Indian politician (born 1960)

Geddam Vijaya Harsha Kumar (born 23 October 1960) is a member of the 14th and 15th Lok Sabha of India. He represented the Amalapuram constituency of Andhra Pradesh from 2004 to 2014, and is a member of the Indian National Congress.
He rejoined Indian National Congress (INC) on 23 November 2020 at Rajahmundry.

== Early life and career ==
Kumar started working for the congress organisation since his student days. He served as vice president in Government Junior College, Rajahmundry from 1976 to 1978, then moved on to become the Joint Secretary in Govt. College Rajahmundry from 1979 to 1980. He was elected as the President of National Students' Union of India (N.S.U.I.) Rajahmundry. Later he served to be the State Organisation Secretary for Andhra Pradesh N.S.U.I. and served as the General Secretary for the state N.S.U.I.

In 1984 he contested the president post for Andhra University, became the chairman for Joint Admission Council for all the university students and fought for students' community rights.

In 1985 he contested as an M.L.A. candidate from the Payakaraopeta constituency for the Indian National Congress Party and lost.

In 1987 he was elected as the Vice President of N.S.U.I in Andhra Pradesh State, and from 1991 onwards he served as the State General Secretary for the Youth Congress in Andhra Pradesh.
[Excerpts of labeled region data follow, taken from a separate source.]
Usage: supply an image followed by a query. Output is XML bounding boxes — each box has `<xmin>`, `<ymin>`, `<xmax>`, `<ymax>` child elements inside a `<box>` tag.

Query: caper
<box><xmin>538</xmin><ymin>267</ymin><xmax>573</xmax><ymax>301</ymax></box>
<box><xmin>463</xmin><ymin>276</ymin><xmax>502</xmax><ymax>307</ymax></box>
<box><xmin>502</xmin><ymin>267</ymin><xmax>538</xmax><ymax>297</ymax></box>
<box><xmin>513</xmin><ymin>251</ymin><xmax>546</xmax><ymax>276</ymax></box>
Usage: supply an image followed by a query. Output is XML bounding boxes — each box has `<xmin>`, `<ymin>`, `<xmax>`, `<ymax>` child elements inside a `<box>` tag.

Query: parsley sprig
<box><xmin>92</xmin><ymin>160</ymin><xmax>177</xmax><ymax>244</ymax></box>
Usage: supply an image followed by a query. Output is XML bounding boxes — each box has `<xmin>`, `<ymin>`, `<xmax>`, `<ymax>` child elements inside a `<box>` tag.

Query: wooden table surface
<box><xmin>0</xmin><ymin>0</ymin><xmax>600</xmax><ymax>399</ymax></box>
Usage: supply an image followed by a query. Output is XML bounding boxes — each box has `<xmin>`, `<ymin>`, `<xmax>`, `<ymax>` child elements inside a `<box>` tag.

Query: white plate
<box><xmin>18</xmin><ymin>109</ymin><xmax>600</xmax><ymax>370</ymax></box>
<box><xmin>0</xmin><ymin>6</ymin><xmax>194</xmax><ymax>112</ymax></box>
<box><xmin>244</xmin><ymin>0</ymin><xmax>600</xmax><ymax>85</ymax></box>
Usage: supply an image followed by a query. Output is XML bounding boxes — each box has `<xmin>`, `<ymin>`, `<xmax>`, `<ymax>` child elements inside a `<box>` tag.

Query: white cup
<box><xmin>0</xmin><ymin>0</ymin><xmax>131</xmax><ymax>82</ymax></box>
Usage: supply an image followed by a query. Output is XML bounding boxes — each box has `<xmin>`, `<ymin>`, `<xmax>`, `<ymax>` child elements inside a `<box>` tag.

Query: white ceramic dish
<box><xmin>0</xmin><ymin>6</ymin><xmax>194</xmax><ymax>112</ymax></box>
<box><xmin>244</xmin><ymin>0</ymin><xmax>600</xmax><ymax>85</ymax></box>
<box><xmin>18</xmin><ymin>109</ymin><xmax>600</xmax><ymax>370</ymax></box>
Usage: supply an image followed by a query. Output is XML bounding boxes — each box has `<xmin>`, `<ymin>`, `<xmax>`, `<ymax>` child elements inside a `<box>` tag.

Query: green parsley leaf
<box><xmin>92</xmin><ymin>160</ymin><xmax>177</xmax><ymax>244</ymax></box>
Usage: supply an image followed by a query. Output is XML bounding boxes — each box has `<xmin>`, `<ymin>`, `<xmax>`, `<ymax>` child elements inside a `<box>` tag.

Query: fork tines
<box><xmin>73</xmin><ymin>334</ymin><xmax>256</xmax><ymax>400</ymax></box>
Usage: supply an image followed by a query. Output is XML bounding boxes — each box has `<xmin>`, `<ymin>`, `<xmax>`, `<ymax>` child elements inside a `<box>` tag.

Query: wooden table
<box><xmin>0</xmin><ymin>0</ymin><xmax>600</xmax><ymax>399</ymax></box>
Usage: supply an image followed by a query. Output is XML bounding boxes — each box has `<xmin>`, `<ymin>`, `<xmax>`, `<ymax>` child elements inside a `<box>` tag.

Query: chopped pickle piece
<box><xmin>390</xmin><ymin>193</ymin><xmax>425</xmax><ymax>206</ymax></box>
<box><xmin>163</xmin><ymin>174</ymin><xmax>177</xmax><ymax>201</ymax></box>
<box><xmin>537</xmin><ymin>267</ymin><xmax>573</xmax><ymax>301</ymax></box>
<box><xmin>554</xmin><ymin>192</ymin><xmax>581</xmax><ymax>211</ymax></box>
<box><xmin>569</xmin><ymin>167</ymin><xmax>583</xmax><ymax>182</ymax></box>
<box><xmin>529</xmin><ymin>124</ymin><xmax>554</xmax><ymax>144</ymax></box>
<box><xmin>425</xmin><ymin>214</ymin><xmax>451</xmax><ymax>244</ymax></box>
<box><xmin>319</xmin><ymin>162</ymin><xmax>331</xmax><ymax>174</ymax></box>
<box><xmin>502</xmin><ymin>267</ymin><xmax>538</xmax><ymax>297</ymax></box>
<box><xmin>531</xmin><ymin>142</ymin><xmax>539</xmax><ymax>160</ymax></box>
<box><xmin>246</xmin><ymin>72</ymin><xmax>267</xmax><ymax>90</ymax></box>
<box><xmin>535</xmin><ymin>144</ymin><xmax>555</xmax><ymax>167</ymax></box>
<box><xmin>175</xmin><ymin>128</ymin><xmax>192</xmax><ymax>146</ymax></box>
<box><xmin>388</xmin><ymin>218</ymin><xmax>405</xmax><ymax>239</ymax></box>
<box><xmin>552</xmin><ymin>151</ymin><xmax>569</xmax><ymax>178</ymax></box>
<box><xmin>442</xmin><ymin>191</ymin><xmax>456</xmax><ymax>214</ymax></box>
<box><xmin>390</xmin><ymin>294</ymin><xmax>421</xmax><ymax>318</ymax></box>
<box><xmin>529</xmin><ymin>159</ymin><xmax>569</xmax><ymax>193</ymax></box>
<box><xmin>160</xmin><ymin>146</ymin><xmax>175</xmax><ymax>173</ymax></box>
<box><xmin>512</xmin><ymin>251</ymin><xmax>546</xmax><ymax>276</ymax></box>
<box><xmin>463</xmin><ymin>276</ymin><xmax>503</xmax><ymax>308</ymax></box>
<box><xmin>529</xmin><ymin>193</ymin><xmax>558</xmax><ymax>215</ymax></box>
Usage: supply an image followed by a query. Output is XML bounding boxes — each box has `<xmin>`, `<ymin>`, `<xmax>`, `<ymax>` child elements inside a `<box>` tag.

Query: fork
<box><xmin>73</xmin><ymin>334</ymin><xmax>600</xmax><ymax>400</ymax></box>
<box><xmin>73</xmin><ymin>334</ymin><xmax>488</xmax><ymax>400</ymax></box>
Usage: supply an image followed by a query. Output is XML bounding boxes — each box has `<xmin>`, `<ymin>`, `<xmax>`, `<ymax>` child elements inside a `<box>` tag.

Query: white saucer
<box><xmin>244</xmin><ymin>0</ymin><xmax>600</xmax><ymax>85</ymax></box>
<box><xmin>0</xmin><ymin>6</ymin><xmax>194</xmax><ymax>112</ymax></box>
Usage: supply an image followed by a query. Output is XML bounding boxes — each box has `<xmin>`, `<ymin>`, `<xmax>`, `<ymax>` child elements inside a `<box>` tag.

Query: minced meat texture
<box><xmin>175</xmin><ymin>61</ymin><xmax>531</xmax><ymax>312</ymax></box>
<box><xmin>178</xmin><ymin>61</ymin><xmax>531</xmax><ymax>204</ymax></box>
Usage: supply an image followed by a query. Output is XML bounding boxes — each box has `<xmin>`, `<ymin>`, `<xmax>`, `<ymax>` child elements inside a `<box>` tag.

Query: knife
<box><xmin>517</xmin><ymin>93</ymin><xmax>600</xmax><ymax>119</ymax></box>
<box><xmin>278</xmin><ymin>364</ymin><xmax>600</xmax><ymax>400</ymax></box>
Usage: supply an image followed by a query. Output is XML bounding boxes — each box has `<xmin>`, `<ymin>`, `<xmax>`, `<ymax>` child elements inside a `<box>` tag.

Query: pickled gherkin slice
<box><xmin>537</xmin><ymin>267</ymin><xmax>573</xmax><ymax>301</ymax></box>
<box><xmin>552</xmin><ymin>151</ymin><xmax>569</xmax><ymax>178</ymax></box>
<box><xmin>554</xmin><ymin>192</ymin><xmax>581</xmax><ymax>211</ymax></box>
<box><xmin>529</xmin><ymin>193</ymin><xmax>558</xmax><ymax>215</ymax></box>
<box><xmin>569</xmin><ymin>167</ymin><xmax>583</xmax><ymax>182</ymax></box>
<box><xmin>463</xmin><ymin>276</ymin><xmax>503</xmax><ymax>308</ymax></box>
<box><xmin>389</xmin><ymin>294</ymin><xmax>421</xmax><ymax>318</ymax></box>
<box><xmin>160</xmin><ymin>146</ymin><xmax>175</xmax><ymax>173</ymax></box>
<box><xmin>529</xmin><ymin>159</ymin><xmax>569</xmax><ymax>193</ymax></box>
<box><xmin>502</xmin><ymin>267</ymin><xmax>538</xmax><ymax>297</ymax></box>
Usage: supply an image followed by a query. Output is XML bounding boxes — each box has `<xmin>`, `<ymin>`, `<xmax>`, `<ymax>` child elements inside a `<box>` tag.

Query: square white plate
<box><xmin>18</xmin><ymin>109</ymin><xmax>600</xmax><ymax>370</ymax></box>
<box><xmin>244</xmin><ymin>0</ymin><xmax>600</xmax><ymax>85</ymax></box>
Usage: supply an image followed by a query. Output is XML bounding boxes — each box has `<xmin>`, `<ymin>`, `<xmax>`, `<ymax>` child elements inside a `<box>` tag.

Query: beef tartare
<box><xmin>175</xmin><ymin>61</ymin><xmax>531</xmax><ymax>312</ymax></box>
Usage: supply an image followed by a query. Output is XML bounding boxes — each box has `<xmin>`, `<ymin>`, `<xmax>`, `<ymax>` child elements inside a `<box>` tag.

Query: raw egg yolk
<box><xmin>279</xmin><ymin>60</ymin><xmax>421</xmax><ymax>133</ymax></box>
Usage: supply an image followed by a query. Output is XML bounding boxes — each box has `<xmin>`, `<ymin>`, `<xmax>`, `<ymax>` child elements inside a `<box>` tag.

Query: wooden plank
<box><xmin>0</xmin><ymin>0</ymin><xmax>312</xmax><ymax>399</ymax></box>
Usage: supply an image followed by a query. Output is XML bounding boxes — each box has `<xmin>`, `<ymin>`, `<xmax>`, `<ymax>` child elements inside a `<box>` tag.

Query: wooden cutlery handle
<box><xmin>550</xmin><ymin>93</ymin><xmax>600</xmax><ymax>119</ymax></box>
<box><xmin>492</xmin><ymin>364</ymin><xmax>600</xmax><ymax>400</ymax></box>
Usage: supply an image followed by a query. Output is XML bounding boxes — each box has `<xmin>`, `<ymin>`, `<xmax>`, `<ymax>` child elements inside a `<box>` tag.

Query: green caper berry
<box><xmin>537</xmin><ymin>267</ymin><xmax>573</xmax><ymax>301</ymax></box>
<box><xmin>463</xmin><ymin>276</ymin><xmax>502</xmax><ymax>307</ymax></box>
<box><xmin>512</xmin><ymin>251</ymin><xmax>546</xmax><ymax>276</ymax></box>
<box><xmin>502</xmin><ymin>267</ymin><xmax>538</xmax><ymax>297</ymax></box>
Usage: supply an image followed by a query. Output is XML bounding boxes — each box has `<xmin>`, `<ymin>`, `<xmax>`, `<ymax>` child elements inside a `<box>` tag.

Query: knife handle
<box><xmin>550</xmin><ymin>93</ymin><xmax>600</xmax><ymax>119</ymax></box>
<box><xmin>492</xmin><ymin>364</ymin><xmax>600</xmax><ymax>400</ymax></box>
In 1996 he became the Vice President for A.P.Y.C. and in 1999 he served as the Andhra Pradesh Congress Committee Secretary.

In 2004 he contested as the mayoral candidate for the Rajahmundry Municipal Elections and lost by a narrow margin of 653 votes. He served as the Member of Parliament (India) for the Indian National Congress from 2004 to 2014.
Again he joined Indian Congress Party (INC) on 23 November 2020 at Rajahmundry.